19 de outubro de 2011

Começam os disparates


Característica transversal que todas as crises nos trazem é o chorrilho de disparates com que somos diariamente confrontados.Esta grave crise financeira já revelou que não será excepção, antes pelo contrário será mesmo pródiga nesta matéria.

Atenda-se às palavras de João Salgueiro no Congresso dos Economistas, em Lisboa - personagem aliás a quem este comportamento não tem sido estranho nos últimos anos - reproduzidas no Diário Económico:

João Salgueiro aconselhou os portugueses a "poupar mais", referindo que é possível com os salários actuais, porque os chineses também o fazem.

E não reproduzo aqui uma afirmação descontextualizada. Leiam o resto. João Salgueiro é mais um dos contornos salientes da grave crise geracional que atravessamos, perante uma geração (a sua) que teima em se agarrar ao Poder e que neste últimos longos anos nenhum benefício lhes é conhecido em prol da Democracia. Aliás, a propósito deste personagem que o diga Pedro Santana Lopes.

14 de outubro de 2011

"Estupidamente" esclarecidos - Episódio II

Basta reter algumas declarações de hoje de responsáveis europeus (embora por prudência, como seria de prever, ainda só falam porta-vozes) para se perceber o alcance do que escrevi no post anterior.

Diz  Amadeu Altafaj, o porta-voz da Comissão Europeia: «É verdade que este é um exercício muito desafiante e que factos recentes colocam ainda mais pressão em termos de concretização dos objectivos de equilíbrio, mas não temos qualquer dúvida sobre a determinação do Governo em fazer o que for preciso».

É um desafio desafiante porque os responsáveis europeus não fazem a miníma ideia do que resulta ou resultará da aplicação do "modelo de resgate com formatação UE", suas consequências económicas e sociais.

A única permissa razoavelmente previsível é o de acautelar o retorno e respectivo juro do capital de resgate.
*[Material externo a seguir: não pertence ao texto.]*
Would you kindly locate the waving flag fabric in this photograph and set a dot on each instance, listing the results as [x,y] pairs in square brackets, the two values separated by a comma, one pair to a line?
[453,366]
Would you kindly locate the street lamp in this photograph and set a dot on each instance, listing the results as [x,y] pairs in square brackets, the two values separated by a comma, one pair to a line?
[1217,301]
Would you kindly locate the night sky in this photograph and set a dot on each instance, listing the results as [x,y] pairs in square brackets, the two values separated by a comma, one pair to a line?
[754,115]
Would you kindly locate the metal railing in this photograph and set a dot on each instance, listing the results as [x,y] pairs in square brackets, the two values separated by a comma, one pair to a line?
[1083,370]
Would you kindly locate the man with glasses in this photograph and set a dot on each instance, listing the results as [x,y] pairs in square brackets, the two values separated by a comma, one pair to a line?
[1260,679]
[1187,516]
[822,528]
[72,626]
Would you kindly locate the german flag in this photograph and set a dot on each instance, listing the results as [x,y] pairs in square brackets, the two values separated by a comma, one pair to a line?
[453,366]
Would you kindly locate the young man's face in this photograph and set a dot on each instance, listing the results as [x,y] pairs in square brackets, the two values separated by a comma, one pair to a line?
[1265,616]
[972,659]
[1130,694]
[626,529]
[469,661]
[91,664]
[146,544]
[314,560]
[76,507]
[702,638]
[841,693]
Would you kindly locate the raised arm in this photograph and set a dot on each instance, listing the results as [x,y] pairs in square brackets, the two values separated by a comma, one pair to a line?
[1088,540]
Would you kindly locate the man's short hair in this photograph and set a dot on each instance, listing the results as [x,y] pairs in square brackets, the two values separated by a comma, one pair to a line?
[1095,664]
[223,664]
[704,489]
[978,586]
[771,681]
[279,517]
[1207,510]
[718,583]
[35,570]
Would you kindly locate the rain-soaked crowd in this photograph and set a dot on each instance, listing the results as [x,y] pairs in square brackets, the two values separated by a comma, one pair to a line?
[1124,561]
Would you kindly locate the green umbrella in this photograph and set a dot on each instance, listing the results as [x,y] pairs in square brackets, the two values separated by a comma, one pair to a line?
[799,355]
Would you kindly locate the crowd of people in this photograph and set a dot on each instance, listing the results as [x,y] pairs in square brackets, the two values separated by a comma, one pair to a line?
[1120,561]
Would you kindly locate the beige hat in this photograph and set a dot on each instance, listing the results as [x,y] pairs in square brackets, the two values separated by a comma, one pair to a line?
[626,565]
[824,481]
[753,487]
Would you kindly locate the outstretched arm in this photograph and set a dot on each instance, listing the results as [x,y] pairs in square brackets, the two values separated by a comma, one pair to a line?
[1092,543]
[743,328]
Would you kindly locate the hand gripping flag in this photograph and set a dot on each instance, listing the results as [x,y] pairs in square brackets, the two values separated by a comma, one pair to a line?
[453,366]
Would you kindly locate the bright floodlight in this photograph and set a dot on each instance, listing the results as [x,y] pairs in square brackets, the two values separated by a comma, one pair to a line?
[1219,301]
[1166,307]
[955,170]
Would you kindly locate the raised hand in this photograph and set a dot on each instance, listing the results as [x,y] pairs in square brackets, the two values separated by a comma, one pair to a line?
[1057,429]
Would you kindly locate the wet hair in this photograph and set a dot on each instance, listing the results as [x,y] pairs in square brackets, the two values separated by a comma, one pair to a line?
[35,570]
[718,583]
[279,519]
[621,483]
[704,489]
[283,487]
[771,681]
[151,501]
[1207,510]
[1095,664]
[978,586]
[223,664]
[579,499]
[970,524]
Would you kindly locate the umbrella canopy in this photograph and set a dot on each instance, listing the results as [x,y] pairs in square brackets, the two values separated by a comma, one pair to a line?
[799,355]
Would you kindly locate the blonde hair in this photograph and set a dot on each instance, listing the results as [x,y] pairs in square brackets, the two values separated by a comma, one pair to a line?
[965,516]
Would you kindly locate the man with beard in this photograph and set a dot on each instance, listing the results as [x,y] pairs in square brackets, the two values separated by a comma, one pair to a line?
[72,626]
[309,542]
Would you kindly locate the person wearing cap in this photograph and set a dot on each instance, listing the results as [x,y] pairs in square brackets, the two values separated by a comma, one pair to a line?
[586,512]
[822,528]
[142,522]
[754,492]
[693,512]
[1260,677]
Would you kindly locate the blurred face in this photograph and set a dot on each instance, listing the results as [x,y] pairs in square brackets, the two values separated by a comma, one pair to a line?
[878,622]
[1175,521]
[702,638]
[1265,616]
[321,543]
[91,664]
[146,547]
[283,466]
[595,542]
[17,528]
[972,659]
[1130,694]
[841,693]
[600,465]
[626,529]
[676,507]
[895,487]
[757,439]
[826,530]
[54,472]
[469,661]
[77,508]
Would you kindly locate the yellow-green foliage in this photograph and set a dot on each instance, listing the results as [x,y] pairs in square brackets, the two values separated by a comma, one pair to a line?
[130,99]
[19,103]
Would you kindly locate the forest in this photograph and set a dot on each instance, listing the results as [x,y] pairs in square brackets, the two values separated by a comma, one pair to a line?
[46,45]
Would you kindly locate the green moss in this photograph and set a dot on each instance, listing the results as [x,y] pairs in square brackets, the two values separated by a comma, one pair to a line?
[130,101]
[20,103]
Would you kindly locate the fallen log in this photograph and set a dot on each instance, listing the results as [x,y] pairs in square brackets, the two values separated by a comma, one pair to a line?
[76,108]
E o conforto fica todo na determinação que reconhecem ao governo. É apenas dessa determinação que precisam para a sua salvação. Pergunto, no entanto, se este porta-voz não terá falado à revelia de Durão Barroso e se o seu HMV não será lá mais para os lados da ex-RDA agora chancelada.

Um governo "estupidamente" esclarecido


A face menos conhecida do Primeiro-ministro Passos Coelho é a sua capacidade de doutrinação política, se é que a expressão existe e que ontem revelou o seu lado pujante. A nova doutrina de acção da sua equipa é a da governação "estupidamente" esclarecida. O problema é que não é mal intencionada, é convicta e assumida como o caminho correcto para salvar Portugal. Passos Coelho é uma pessoa idónea e séria, já o provou, mas está rodeado de imbecis no que respeita a matéria económica. Qualquer estudante de economia percebe que este caminho é o limiar do suicídio para a recuperação económica. Porque se  sente então o Primeiro-ministro como um homem no trilho certo?  Primeiro porque tem um Ministro das Finanças com "Formatação UE". Depois porque tem uma equipa económica fraca e desenquadrada da realidade. Terceiro, porque as instâncias internacionais validam o caminho que Passos segue e que é o único que o FMI e o BCE conhecem. E daqui resulta uma acção política supostamente esclarecida mas que acaba por redundar numa vertente "estupidamente" esclarecida.

Esta semana Cavaco Silva ensaiou um discurso duro contra o status quo europeu e deixou um claro aviso de que as metas só seriam atingíveis em condições de acelerada desagregação económica e social. Durão Barroso, nas suas últimas intervenções, parece ter percebido (perante uma Comissão Europeia que começa a ser relegada para segundo plano pelo nefasto eixo Paris-Bona) que este não é o caminho e curiosamente aproxima o seu pensamento de muitas das ideias defendidas pela esquerda europeia e não pelos seus apoiantes directos, nomeadamente o PPE.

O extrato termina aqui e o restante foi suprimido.